Please can someone point me in the right direction. I’m genuinely at a loss. Thank you.
Have you tried adding the current power level as an observation? The agent should be able to figure out timed behaviour, if it knows that there’s a relation between a button press (its actions) and the shot strength. [EDIT That would be discrete action (on/off), doing the same as a button press, no continuous strength control.]
Or maybe you don’t necessarily need fine-tuned control of the shot strength? If your game works with, let’s say 3 different values, maybe you could map those to different keys and discrete actions.
1 Like
I have got it working. Sort of. At the very least the heuristic controls are working the way i want them to work. When I press the button, the shot powers up and shoots the way I want it to.

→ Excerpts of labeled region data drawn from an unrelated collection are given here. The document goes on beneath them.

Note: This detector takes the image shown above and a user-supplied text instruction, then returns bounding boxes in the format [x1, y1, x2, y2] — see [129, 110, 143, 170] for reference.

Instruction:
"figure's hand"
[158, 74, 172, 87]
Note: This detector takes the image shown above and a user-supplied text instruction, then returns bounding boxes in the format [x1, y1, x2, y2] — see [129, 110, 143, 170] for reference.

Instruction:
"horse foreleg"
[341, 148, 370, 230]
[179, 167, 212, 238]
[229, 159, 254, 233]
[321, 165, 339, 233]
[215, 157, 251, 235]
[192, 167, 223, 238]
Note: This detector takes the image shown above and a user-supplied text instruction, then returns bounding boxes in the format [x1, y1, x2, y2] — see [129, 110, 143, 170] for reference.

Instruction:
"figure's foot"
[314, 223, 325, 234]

public override void Heuristic(in ActionBuffers actionBuffers)
{
var actionsout = actionBuffers.ContinuousActions;
actionsout.Clear();
actionsout[1] = Input.GetAxisRaw("Vertical");
actionsout[2] = Input.GetAxisRaw("Horizontal");
if (Input.GetKeyDown("o"))
{
startTime = Time.time;
StartCoroutine("WaitPeriod");
pressed = true;
}
if (pressed == true)
{
if (Input.GetKeyUp("o"))
{
actionsout[0] = Mathf.Clamp((Time.time - startTime), 0, 1);
print(Time.time - startTime);
pressed = false;
StopCoroutine("WaitPeriod");
}
}
}
I achieved this with a coroutine. Maybe I’m just being paranoid, but something tells me it might not function that well within the actual training. I’ll update this when I have results. But thanks for the observation suggestion, I hadn’t thought of adding the power level/time as an observation. Me thinks it might just work.